Mais voilà, se créer beaucoup d'occasions de but ne signifie pas trouver le chemin des filets. La faute, souvent, aux gardiens. Celui de Lugano, Mikko Koskinen, remplit parfaitement son rôle. Le Finlandais s'est ressaisi après un premier match raté: il est désormais difficile à battre. Statistiquement, il est nettement plus performant que ses deux homologues genevois, Gauthier Descloux et Robert Mayer.
Le graphique suivant – le nombre de buts sauvés en quatre matchs alors que le goal était statistiquement tout fait – le prouve. Sans son talent, Koskinen aurait encaissé 8,65 buts en plus jusqu'à présent dans cette série. Au contraire, le duo Descloux/Mayer (statistique cumulée) a pris trop de buts en rapport à la dangerosité des attaques luganaises.
Au vu des chances de but genevoises, Koskinen aurait déjà dû encaisser plus de 17 buts. Mais le portier tessinois, au bénéfice d'une grande expérience en NHL, n'en a pris que 9. Gauthier Descloux (3 matchs) et Robert Mayer (1 match) ont encaissé à peu près autant de buts que Lugano a eu de très grosses occasions.
On a aussi pu constater lors des quatre premiers matchs que Genève-Servette, en play-offs, est encore plus dépendant de ses meilleurs joueurs pour marquer des buts. Teemu Hartikainen, Linus Omark, Sami Vatanen ou encore Marco Miranda et Tanner Richard sont au rendez-vous.
Mais les seconds couteaux genevois ne sont pour l'instant pas assez tranchants. Vincent Praplan (15 buts et 21 assists en saison régulière) et Josh Jooris (8/13) n'ont toujours pas marqué en play-offs. Marc-Antoine Pouliot (13/16) n'a qu'un but et aucun assist à son actif après quatre matchs contre Lugano. L'absence du capitaine Noah Rod, qui n'a plus joué depuis le premier match, pèsera certainement aussi dans la balance.
Mais Lugano doit aussi faire face à des absences. Mark Arcobello et Brett Conolly n'ont pas encore disputé de match dans ces play-offs. Dernièrement, Kris Bennett était aussi forfait. Reste donc à savoir quelle équipe aura le plus de réserves d'énergie dans cette série intense, qui a déjà vécu deux prolongations.
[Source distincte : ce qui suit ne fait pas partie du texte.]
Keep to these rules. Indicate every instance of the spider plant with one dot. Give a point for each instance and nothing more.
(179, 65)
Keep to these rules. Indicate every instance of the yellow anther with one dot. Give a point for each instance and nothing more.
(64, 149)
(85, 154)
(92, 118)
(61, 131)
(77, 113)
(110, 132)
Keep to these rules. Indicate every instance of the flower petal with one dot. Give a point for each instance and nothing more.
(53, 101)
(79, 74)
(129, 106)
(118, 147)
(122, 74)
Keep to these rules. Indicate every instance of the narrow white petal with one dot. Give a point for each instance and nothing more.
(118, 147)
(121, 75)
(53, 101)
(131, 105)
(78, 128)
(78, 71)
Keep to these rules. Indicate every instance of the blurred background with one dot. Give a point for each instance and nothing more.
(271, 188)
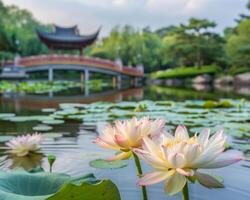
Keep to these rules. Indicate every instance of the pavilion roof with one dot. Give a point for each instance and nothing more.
(66, 38)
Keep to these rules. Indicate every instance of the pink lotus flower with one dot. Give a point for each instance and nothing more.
(25, 144)
(128, 134)
(176, 159)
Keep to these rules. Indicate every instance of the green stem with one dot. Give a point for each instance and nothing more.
(139, 174)
(185, 194)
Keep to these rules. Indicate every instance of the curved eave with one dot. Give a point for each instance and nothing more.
(60, 41)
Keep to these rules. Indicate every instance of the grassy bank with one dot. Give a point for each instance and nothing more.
(183, 72)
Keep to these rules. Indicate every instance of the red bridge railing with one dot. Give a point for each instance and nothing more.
(78, 60)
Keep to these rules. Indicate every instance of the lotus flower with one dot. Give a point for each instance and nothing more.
(176, 159)
(25, 144)
(128, 134)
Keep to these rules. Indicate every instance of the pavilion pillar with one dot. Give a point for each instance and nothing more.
(86, 80)
(81, 51)
(50, 74)
(119, 81)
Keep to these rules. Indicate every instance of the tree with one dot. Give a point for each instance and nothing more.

Genève a déjà fortement tiré sur la corde de ses meilleurs joueurs (en particulier les étrangers Tömmernes, Vatanen, Omark et Filppula) pendant la saison régulière. En play-offs, ils ont tous obtenu un temps de glace supplémentaire important. Le cas d'Henrik Tömmernes est particulièrement frappant: après la triple prolongation de samedi dernier, il comptabilise en moyenne plus de 35 minutes sur la glace par match.
Le fait que l'entraîneur des Aigles, Jan Cadieux, fait encore plus jouer ses meilleurs joueurs en play-offs se voit aussi dans une autre statistique: malgré l'interminable acte 3, sept hockeyeurs genevois ont en moyenne moins de temps de glace en play-offs qu'en saison régulière. Blessé, Noah Rod ne peut toutefois pas être classé parmi ces sept joueurs.
Le coach de Lugano, Luca Gianinazzi, répartit davantage le temps de glace malgré quelques absences. Aucun Tessinois n'approche les 30 minutes en moyenne par match. Seuls deux joueurs obtiennent moins de temps de glace que durant la saison régulière. L'effondrement du temps de jeu est particulièrement flagrant pour Elia Riva, qui n'est plus que septième défenseur en play-offs.
Forcément, les meilleurs joueurs offrent davantage de chances de gagner un match. Logique, donc, de miser sur eux le plus souvent possible. Mais ça peut devenir un problème quand ces joueurs sont tellement épuisés qu'ils commettent des erreurs inhabituelles. En ce qui concerne le niveau d'énergie, Lugano devrait donc avoir un léger avantage pour la suite.